Marco ci offre un prezioso indizio: Giuseppe era un uomo che attendeva il regno di Dio. Anche lui credeva nella possibilità di qualcosa di nuovo per il mondo, anche lui credeva che l'amore potesse costituire l'alternativa per un mondo più umano, anche lui credeva nell'amore di Dio. Questa sua fede si rianima dopo aver visto la morte di Gesù. Questa morte che sembra la sconfitta dell'amore e il trionfo del male, sta già portando i suoi frutti.

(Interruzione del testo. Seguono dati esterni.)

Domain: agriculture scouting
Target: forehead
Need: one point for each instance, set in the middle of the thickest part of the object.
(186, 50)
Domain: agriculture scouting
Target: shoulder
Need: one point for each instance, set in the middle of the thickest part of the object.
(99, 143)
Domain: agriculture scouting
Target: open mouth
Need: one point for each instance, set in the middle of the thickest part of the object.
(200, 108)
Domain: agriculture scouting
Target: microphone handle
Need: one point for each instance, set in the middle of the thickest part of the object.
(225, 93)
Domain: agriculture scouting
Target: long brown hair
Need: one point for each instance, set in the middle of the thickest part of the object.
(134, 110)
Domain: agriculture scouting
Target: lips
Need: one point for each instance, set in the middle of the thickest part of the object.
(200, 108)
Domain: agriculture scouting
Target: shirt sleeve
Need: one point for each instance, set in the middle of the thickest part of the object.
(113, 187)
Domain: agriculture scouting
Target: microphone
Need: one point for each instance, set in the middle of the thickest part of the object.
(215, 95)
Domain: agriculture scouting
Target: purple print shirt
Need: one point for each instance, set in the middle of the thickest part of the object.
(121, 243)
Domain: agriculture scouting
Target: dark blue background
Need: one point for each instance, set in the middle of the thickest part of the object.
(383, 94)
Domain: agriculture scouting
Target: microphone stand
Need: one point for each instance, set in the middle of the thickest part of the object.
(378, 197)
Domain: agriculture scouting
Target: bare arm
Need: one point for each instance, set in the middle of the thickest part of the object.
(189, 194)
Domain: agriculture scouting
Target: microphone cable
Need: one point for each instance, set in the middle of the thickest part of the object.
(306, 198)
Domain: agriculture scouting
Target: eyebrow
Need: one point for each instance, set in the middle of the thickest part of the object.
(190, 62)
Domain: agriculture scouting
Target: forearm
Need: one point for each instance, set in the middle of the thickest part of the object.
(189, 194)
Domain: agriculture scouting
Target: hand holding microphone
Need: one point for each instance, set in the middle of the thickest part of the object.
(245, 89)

Giuseppe abbandona le sue sicurezze e, facendosi coraggio, decide che la cura verso quest'uomo è, in questo momento, più importante dei suoi timori. Prende il corpo di Gesù e lo seppellisce in un sepolcro di sua proprietà, mentre le donne (ancora loro!) stanno a guardare dove il corpo del maestro viene deposto.

A questo punto il silenzio cala su questa drammatica scena. Gesù è nel sepolcro, la sua vita è finita, il male ha vinto e le tenebre ricoprono la terra.

L'evangelista, in questo silenzio, pone una domanda al lettore: se Gesù è morto, allora anche Dio è morto e quindi, che senso ha la storia dell'umanità senza Dio?